I think we are an incredibly traumatised community. Not the Jewish community, the South African community. I don’t think in any way that we have overcome the traumas of apartheid. And I think that those have just been exacerbated by COVID. I think they’ve been exacerbated by the riots that occurred just after COVID. I think they’ve been exacerbated by state capture, and unfortunately by the real lack of any progress in addressing the kind of greed and corruption that occurred over the years of state capture. So within the context of a broad traumatised community, we now get this small and quite vulnerable South African Jewish community feeling doubly betrayed by our government. Having said that, though, I know not a single Jewish person in South Africa who would not absolutely commit to doing everything they can. And we’ve done an enormous amount as a community under COVID. So while some of the things that we’ve done may have been diluted, for example, fundraising over COVID, there were people who ate. And they didn’t eat because of the Jewish community wanting to say, “Oh, the Jewish community are out there.” And I think it’s a really important thing to say. We do this because as South African citizens, these are our fellow citizens. They’re our neighbours. They’re people we know. And we don’t let our fellow citizens starve. And that’s what we did under COVID. And the commitment of the Jewish community at the moment I feel is very strong. I think that how to channel that has become quite difficult and how to find ways…

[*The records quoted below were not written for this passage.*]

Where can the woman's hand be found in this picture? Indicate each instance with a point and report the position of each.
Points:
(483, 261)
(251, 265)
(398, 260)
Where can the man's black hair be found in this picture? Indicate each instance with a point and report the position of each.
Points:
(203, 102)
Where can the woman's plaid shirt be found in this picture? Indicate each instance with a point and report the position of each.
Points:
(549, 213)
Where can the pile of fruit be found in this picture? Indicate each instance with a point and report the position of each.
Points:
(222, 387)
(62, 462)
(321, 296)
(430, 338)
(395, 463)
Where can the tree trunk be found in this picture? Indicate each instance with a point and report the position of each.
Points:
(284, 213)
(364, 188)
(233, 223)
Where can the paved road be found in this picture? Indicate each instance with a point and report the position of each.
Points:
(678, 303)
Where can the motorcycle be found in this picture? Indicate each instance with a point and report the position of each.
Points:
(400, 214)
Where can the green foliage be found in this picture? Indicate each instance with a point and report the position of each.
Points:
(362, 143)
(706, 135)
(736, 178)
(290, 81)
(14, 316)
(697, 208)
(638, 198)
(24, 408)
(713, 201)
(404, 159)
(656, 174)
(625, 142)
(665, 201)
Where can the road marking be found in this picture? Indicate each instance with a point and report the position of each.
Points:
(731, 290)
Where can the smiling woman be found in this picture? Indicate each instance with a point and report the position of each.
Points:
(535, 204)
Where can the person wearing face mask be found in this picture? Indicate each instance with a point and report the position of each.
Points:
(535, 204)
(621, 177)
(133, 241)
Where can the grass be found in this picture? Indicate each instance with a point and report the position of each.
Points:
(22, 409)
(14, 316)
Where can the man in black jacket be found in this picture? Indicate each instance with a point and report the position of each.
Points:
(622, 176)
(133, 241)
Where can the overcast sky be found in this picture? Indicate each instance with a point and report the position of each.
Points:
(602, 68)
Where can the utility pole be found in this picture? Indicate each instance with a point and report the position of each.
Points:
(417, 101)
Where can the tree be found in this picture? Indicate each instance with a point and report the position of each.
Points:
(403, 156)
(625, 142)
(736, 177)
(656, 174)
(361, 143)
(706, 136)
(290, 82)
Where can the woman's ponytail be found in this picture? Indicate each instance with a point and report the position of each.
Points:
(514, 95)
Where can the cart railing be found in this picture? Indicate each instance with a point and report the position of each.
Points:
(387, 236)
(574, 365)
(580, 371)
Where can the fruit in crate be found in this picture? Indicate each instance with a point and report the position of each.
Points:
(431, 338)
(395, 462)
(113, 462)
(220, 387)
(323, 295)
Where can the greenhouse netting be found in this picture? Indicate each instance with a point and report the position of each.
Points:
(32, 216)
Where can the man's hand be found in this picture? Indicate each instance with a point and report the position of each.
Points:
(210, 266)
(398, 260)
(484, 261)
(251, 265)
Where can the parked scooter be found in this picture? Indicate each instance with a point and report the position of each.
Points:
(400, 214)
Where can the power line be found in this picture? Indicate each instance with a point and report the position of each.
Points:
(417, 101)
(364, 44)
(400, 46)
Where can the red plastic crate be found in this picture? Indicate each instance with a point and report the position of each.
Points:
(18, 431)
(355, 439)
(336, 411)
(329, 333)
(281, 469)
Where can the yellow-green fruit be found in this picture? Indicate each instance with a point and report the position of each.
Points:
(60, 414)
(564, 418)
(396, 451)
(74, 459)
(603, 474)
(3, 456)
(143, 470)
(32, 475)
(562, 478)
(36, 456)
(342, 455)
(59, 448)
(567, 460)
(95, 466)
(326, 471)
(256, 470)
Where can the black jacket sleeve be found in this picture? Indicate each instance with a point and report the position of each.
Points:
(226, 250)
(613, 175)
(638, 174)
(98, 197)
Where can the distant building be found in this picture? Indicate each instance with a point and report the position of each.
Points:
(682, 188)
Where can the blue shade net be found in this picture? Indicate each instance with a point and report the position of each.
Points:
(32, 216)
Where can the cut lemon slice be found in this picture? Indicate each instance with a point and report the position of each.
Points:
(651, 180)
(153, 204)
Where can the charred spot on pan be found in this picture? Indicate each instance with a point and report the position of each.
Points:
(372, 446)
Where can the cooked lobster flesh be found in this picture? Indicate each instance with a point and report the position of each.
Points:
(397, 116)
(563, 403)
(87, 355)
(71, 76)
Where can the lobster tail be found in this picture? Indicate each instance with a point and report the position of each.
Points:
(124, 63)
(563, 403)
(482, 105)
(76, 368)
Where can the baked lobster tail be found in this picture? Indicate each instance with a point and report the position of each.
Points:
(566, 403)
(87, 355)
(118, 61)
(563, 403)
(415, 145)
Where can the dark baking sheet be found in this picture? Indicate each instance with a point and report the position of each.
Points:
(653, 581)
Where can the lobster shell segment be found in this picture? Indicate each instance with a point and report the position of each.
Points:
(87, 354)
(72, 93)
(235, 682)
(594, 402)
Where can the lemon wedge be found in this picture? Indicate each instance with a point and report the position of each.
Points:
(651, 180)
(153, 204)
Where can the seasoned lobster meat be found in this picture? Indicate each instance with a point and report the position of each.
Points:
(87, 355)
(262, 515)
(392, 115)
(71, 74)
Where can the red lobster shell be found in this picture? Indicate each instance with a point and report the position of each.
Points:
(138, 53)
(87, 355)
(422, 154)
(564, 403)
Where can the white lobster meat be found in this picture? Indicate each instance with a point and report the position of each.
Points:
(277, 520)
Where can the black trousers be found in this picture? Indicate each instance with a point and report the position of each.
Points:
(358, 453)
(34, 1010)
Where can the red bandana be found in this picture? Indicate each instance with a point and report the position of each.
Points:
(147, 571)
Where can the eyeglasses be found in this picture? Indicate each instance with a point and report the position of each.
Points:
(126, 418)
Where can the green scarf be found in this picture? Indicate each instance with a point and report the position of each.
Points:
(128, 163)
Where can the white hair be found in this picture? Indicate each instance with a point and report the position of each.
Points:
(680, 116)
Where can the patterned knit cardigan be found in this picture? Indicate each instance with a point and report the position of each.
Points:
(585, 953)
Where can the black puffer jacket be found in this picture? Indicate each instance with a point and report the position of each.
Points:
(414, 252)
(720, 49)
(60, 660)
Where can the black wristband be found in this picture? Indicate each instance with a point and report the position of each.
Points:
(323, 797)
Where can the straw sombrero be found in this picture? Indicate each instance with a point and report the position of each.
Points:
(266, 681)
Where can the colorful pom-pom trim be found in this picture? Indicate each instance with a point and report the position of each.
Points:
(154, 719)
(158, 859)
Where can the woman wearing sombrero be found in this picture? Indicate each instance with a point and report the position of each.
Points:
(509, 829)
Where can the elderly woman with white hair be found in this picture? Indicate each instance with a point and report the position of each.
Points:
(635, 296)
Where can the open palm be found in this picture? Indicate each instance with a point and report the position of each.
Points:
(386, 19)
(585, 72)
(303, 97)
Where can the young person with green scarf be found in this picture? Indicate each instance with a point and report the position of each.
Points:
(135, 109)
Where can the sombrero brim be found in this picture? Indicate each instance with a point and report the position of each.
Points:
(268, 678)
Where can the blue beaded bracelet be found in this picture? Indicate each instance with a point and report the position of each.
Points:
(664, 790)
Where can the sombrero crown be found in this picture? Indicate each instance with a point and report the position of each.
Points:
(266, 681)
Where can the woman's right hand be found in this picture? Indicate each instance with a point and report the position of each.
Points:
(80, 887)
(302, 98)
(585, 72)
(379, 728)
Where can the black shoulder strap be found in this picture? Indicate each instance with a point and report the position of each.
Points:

  • What do you mean by that?

  • So how to channel the commitment to assist. How can we assist best? We have an incredible business community. And I think they are actually doing quite a lot where possible. We have young professionals. You spoke about doctors, for example. We’re still seeing a lot of Jewish doctors still in the state service. And we’re seeing Jewish lawyers who are attempting to address some of the issues around state capture. We see students who on Thursday will be protesting with the SRC about exclusions and who spent the whole of last week, for example, they provided meals for the students at Braamfontein who don’t have food and electricity. The commitment I think remains very, very strong. We need to find really effective avenues to make sure that we can build that commitment into something that will bring hope both to ourselves and to broader South Africa. 'Cause I think that’s really missing in South Africa at the moment.

  • So there’s a question here from Barry Epstein. And I want to bring that back almost to when you first described your experience having come from a protected White middle-class suburb and experience, which is still largely the South African Jewish community’s experience of South Africa. I mean with all the challenges that we have now, people can insulate themselves. You know, if you can get solar, you try and get solar. If you can, you know, you get off the grid or as it’s said. And Barry asks, “Are Jewish White people in South Africa "living in a bubble?” You know, you do enjoy this really great life, high standard of life, but are faced with this government that is anti-Israel. Is it a bubble that they’re living in? And does it feel that the world is piercing into that bubble?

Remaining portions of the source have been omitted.